Like a funhouse Bresson, Baker also continues his tradition of unlocking transcendent, breakout performances from less-established actors. Title character Anora “Ani” Mikheeva, brought to life by Mikey Madison in an award-worthy tour-de-force, tumbles out of the screen as a classic Baker heroine. Like an industrious, supercharged vampire princess, she crashes in the Russian-speaking Brighton Beach neighborhood of Brooklyn by day in order to prepare for wild nights as a stripper at NYC’s HQ club, where charmed, drooling clients are happily parted from their cash. One fateful evening, Ani meets Ivan Zakharov (Mark Eydelshteyn), the feckless and horny scion of a Russian oligarch.
Not unlike the hidden-in-plain-sight markers that smoothly integrated political commentary in “Red Rocket,” Ivan’s privilege, including pockets deep enough to secure Ani’s exclusive companionship, highlights the impossible gulf between the billionaire class and the rest of us. Baker’s enviable filmmaking skills invite viewers to pay close attention to the deceptive simplicity of the blossoming “romance” (such as it is) between Ani and Ivan. Transactional clear-headedness is fundamental to success in Ani’s occupation, a reality that Baker deploys as a motif. We can see that Ani’s willingness to go along with Ivan’s whims, including a trip to Vegas to tie the knot, comes from business savvy more than true love.
When word of Ivan’s nuptials gets back to his parents, “Anora” pivots to a fresh set of concerns that upend both viewer expectations and genre conventions. A number of prominent voices (starting with the Cannes jury) have name-checked the influence of heavyweight Hollywood Golden Age screwball champs like Preston Sturges, Gregory La Cava, Ernst Lubitsch, and Howard Hawks. And while the rules of decorum and the self-regulated censorship of the 1930s and 1940s curtailed the degree of the explicit and the profane that could end up on screen, it is not so hard to imagine “Anora” as a post-modern spin upon, or perhaps inversion of, Stanley Cavell’s conception of the comedy of remarriage.
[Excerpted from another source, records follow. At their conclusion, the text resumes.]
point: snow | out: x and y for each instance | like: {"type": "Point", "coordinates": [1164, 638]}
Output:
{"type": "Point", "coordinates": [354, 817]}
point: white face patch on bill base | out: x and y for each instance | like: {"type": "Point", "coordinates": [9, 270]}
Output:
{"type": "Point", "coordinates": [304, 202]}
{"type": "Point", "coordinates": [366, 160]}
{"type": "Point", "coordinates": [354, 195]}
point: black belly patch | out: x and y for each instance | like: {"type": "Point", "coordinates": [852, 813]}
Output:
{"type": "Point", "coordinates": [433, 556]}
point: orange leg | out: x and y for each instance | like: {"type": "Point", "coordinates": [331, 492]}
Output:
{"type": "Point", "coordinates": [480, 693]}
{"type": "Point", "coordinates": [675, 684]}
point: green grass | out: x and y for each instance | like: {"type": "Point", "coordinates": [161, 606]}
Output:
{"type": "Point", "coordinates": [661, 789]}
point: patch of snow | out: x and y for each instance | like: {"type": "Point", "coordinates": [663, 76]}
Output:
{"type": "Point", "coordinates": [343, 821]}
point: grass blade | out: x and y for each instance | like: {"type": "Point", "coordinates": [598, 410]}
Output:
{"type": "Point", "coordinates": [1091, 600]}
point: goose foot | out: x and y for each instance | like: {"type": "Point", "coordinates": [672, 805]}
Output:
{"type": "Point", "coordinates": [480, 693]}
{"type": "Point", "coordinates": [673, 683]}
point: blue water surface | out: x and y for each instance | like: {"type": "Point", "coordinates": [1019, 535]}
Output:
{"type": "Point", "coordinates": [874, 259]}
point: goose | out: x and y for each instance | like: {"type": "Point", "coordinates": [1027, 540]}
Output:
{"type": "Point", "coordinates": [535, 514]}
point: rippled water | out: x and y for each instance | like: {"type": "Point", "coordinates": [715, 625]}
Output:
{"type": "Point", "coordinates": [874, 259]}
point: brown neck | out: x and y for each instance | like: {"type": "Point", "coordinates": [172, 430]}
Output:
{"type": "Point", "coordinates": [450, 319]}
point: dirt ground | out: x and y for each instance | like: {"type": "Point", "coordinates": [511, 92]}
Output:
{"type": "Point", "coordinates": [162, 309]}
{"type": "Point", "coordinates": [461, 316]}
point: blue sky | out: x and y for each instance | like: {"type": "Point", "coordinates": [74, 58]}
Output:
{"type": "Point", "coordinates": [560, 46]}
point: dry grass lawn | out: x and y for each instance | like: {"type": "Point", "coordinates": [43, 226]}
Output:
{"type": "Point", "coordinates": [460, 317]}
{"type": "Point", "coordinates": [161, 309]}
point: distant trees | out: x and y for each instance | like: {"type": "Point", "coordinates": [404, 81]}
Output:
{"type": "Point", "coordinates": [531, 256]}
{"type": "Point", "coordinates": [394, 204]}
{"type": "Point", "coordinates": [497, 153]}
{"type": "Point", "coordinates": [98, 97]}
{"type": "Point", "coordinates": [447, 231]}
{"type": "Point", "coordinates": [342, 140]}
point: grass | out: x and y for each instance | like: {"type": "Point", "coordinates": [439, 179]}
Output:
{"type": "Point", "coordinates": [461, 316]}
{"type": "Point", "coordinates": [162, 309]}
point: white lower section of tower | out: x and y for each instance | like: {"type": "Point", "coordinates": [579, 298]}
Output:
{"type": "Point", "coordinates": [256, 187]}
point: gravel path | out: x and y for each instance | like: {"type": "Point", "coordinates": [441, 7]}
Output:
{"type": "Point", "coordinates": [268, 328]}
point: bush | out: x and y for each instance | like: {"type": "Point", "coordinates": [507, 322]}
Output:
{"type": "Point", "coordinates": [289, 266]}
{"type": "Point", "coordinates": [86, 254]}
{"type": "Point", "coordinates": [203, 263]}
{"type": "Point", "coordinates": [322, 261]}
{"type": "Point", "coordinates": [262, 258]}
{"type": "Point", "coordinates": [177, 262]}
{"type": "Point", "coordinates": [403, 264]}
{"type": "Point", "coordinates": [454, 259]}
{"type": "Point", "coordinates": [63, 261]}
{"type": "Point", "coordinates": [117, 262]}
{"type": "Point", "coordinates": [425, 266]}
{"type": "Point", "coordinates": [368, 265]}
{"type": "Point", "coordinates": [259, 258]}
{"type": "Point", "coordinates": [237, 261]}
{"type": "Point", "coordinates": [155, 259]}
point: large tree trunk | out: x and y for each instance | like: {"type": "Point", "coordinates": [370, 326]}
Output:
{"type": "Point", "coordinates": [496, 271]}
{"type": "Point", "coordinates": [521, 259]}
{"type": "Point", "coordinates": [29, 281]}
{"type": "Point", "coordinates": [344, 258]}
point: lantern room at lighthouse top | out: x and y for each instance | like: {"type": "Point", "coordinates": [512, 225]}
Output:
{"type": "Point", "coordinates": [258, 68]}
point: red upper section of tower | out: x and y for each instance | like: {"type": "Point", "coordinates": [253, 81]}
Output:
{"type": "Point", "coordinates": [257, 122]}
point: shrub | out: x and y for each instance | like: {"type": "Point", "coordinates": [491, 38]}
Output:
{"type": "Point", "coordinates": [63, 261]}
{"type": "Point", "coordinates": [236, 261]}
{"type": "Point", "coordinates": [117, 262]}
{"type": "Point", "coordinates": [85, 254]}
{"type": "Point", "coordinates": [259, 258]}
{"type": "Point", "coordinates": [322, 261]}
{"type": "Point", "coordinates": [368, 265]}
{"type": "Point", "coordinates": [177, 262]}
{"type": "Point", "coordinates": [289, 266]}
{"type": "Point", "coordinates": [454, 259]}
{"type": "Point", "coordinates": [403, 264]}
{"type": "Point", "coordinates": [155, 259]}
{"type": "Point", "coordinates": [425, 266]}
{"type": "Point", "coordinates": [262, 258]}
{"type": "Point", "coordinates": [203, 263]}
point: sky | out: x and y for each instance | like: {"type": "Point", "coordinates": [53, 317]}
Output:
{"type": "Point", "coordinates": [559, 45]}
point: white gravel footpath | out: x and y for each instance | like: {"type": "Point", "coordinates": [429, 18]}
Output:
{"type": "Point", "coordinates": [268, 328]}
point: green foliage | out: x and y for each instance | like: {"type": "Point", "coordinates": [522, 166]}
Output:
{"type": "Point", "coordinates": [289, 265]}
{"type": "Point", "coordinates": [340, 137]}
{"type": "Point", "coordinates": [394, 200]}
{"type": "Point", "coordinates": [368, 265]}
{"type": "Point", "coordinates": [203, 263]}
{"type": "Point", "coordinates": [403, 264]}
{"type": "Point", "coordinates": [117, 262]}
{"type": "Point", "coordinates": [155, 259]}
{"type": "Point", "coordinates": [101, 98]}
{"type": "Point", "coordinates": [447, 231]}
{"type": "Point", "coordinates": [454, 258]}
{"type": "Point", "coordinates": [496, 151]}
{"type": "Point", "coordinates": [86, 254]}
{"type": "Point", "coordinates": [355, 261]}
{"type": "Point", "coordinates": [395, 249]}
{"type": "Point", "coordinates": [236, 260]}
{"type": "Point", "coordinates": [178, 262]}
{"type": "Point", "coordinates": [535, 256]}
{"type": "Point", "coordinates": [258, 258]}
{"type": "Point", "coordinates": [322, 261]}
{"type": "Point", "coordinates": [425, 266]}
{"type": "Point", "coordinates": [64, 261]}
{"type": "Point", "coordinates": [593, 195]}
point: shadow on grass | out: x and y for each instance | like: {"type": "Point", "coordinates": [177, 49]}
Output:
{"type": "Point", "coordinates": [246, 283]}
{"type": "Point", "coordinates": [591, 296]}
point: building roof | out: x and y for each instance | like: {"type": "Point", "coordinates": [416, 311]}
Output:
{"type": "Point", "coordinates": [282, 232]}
Seemingly in way over her head once the toughs employed by Ivan’s father show up to orchestrate an annulment, Ani must be quicker than she has ever been to find a way out of the increasingly tense situation. Baker shows remarkable skill with tone, juggling sticks of dynamite that rotate glass-shattering slapstick with nerve-wracking anxiety, especially with respect to Ani’s personal well-being. And then, once we think that Baker has ignited every last bit of flash paper hidden up his sleeve, “Anora” ends with a scene of jaw-dropping emotional intensity that pays off every second of the preceding odyssey.